Ancora sarebbe pregio dell'opera ricordare che, se il racconto guerrazziano inferociscono delitti su delitti e scene di odj e di sangue da inorridirne l'anima di chicchessia, lo ingentiliscono dilicati e amorosi caratteri, massime di donne, angeli di dolore, di sacrificio, di pietà, momenti di affetto sublime; e, tratto tratto, pitture di luoghi da muovere invidia all'Albani, di cose e di fatti che vincono in soavità il Raffaello; e lo esilara il capitolo dell'Asino, amore del Curato e di Verdiana e di Giannichio, capo lavoro di umorismo, quale non trovi in Sterne od in Rabelais. Ma resterebbe sempre a domandarsi perchè l'egregio scrittor livornese abbia voluto scegliere un tema dove il truce e l'immane doveano naturalmente predominare.
La risposta è nell'odio ch'egli professa costante, indomabile, mortale al Papato, non pure stromento, a suo credere, di servitù alla Italia, ma ancora di oppressione all'anima umana, alla libertà del mondo. Ed è un nuovo e, sto per dire, più terribile assalto contro di esso il romanzo della Beatrice Cenci.

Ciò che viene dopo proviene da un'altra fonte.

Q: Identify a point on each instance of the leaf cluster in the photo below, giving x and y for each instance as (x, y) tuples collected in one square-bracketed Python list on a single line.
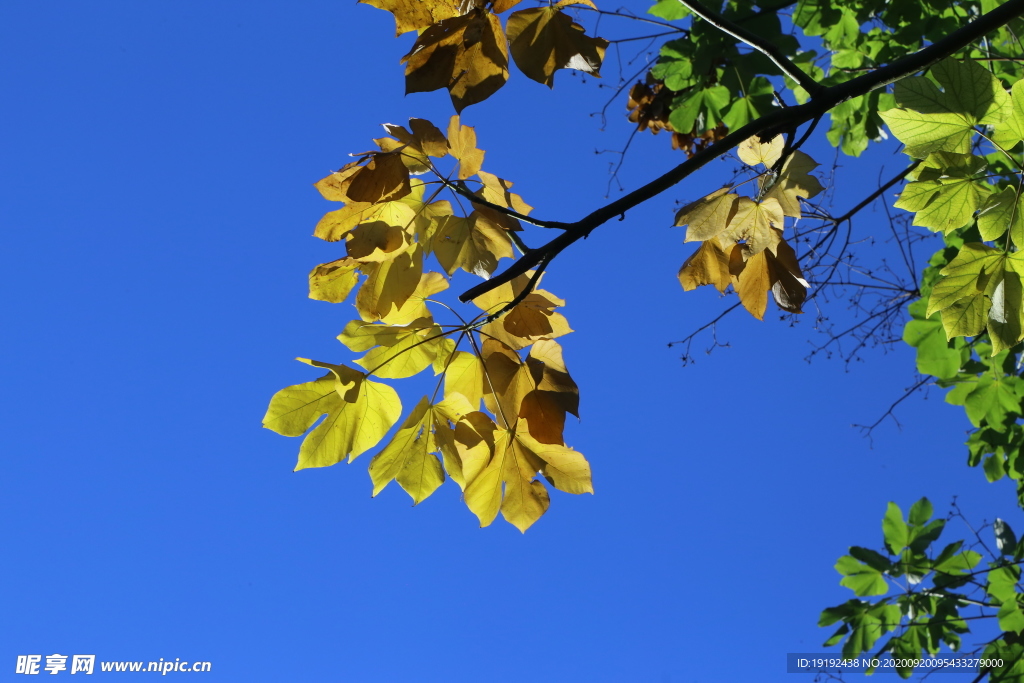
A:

La gentile e pia donzella era innocente della colpa appostale; ciò sapevano e certamente reputavano vero accusatori e giudici, Clemente VIII ed i suoi due nipoti, i cardinali Cinzio e Aldobrandino; i quali, per certi bassi loro fini, non pure accrebbero oltre il bisogno sulle persone dei Cenci i più squisiti tormenti, affinchè il popolo dalle apparenze li giudicasse più rei che infatti non erano, nè perscrutasse gli arcani intendimenti della accusa e della condanna, ma ancora portarono a cielo il nome di Francesco Cenci cui tutta una vita di colpe rendeva infame; e infamarono col racconto di favolosi delitti i figliuoli e la moglie di lui, de' quali la santissima vita passata dovea rendere dubbia la sola colpa di cui fossero imputati.